Milpa Alta, 09/01/2025 (Más / IA).- Desde las profundidades de la mixteca poblana hasta las laderas rurales de Milpa Alta, un grupo de mujeres indígenas desplazadas ha tejido una historia de resistencia, colectividad y transformación a través de la tierra.
La colectiva Mujeres de la tierra, mujeres de la periferia, fundada en plena pandemia por cuatro hermanas y ahora integrada por nueve mujeres, ha encontrado en el maíz, la colectividad y el intercambio de saberes una forma de autonomía económica y sanación personal frente a la violencia estructural y de género.
La historia de esta colectiva comenzó el 15 de junio de 2020, cuando las hermanas huyeron de Santa Inés Ahuatempan, Puebla, forzadas por las violencias que enfrentaban en su comunidad.
En Milpa Alta, entre la naturaleza y el bullicio de la Ciudad de México, se organizaron para cultivar su propio maíz y elaborar alimentos, vendiendo desde tlacoyos hasta tortillas. Este esfuerzo nació de la urgencia económica y de la necesidad de reconstruir sus vidas lejos del peligro. “Nosotras somos responsables del 90% de lo que se está sirviendo a la mesa”, subraya Chío, una de las fundadoras.

El trabajo de estas mujeres ha trascendido la venta de alimentos. En diciembre de 2024, iniciaron la “escuelita de la tierra”, un proyecto itinerante de transmisión de saberes que busca rescatar conocimientos ancestrales sobre la alimentación, las lenguas maternas, el tejido y la conexión con la tierra. Este espacio, aún en desarrollo, será un lugar para aprender, compartir y entretejer redes de apoyo. “Eso es lo que principalmente podemos ofrecer: el acompañamiento, la escucha y el entretejido de redes”, explica Chío, quien lidera este esfuerzo con amor y convicción.
El proyecto ha logrado consolidarse gracias al financiamiento del programa Feminist Opportunities Now (FON), gestionado por la Agencia Francesa de Desarrollo. Con este apoyo, las integrantes han podido construir un espacio para cocinar, adquirir equipo básico y, próximamente, establecer un terreno propio de 800 metros para la escuelita. Este lugar será un símbolo tangible de resistencia y autonomía para mujeres desplazadas que, como ellas, buscan reescribir su historia.
La colectividad, sin embargo, no está exenta de desafíos. Además de las dificultades económicas, cada integrante enfrenta procesos personales de sanación tras vivir distintos tipos de violencia. Gris, una de las hermanas fundadoras y madre de tres hijos, señala que la organización le permitió encontrar independencia económica y fuerza personal tras una relación violenta. “Me las vi duras porque la pareja con la que yo vivía era alcohólico. Siempre le he buscado por donde sea para sacar adelante a mis hijos”, relata.

En el terreno donde cultivan maíz criollo, las mujeres encuentran más que sustento; encuentran sanación. En medio de los surcos de maíz azul y colorado, trabajan con sus propias manos para garantizar que los alimentos que producen sean saludables y respetuosos con el medio ambiente.

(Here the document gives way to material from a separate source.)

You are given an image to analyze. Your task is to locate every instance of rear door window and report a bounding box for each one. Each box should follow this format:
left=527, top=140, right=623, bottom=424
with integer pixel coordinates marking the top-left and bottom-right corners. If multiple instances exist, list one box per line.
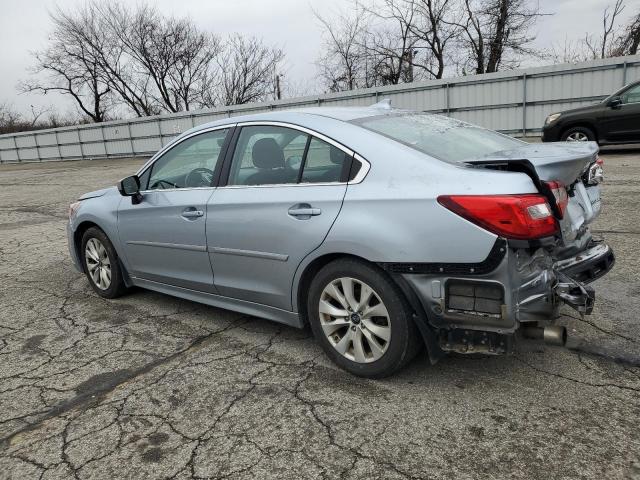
left=227, top=125, right=352, bottom=186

El maíz, libre de pesticidas y transgénicos, es una herencia cultural y una herramienta de resistencia. “Amamos estar aquí, tocar la tierra, los rayos del sol que queman, y la lluvia; en tiempos de lluvia también nos encontramos aquí”, expresa Alma, mientras describe el proceso de cultivo que les enseñaron sus abuelos.
A lo largo de su camino, Mujeres de la tierra, mujeres de la periferia ha construido alianzas con otras colectivas como Poposteando Ando y Akire Huauhtli, que contribuyen a proyectos de preservación de lenguas maternas y técnicas tradicionales como el telar de cintura. También han utilizado las redes sociales para difundir su trabajo y visibilizar las condiciones de las mujeres campesinas y de la periferia.
Aunque el camino ha sido difícil, la colectividad les ha brindado herramientas legales, psicológicas y de autocuidado que les permiten enfrentar sus propios procesos y apoyar a otras mujeres. “Hay mujeres que no son indiferentes a lo que les ocurre a otras, que abrazan, no sueltan y están dispuestas a poner un granito de arena para que las demás salgan”, reflexiona Gris.
Hoy, con la escuelita de la tierra en marcha y la cosecha de maíz como un símbolo de su lucha, estas mujeres construyen un futuro donde la autonomía y la colectividad sean una alternativa viable frente a la violencia y el desplazamiento. “El maíz nos salvó desde muy chiquitas”, concluye Alma, mientras sostiene una mazorca como recordatorio de la fortaleza que han encontrado en la tierra y en su hermandad.